One key point the state has made throughout the trial is that Pullen’s statements to police upon his arrest didn’t add up. He initially said he wasn’t there that night and then said he was, but that Sutton shot first.

When Clark started down the list, he asked about telling police he was in Harrisburg the night of the shooting and that he learned about it from his mom.

“That was a lie,” Clark said.

“Yes it was,” Pullen said, matter-of-factly. “I was trying to see what they knew.”

Pullen said that after he found out the police knew some things, he told the truth. He admitted that he may have missed a few things, but got the main parts right.

“All I knew is he had a gun in his hand and my vehicle got shot. It was him in my eyes,” Pullen said.

Clark ran down a similar line of questioning as he did with Lemons. He asked why not turn to the police station instead of going home.

“Why would I go to the police station with a gun?” he replied.

Why not call 911 and say he was shot at and he shot back in self-defense, Clark asked.

“That’s not how it would have went,” Pullen said, saying he knew police would not see it his way. “That’s why I’m here in this box right now."

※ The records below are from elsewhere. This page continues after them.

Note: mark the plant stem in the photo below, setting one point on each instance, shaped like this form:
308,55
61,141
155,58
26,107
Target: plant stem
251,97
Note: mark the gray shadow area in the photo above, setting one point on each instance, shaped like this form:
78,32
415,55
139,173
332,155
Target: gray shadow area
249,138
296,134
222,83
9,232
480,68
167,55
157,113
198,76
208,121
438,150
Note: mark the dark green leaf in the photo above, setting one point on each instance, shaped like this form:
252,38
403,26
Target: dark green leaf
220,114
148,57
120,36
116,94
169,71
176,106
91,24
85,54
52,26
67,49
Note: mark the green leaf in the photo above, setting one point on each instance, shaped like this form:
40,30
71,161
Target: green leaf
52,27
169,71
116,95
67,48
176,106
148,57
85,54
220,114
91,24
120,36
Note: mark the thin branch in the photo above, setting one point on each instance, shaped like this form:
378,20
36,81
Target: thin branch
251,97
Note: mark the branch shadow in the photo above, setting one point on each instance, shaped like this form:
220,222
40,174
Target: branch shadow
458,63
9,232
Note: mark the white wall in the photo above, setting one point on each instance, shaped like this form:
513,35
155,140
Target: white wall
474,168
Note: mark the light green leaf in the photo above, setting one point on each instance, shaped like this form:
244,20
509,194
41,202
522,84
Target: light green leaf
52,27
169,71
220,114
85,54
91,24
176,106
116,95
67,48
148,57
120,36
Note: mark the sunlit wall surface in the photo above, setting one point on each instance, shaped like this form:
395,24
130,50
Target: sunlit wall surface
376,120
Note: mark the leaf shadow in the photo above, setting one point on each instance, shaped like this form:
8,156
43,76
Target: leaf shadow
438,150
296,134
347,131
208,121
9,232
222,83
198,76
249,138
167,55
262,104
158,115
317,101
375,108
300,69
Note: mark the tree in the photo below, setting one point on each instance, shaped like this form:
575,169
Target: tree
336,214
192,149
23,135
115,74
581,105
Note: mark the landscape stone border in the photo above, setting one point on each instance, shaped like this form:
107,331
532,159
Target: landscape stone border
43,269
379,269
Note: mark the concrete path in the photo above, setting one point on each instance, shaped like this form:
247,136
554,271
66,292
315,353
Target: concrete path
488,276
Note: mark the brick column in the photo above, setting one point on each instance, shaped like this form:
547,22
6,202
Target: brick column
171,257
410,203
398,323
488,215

They then went into his night trying to get to Harrisburg. He said he first went the back roads to Murphysboro and then took back roads to Harrisburg. Clark said he could have gone to the Jackson County Sheriff’s Office or the Murphysboro Police Department or to any of the police departments he passed on the 45-minute trip to Harrisburg.

“I could have did a lot of things,” Pullen said, repeating this each time Clark noted that he could have gone to each municipal or county police station.

“What help were they going to give me?" Pullen said.

Closing arguments will be made Wednesday. The trial will resume at 9 a.m.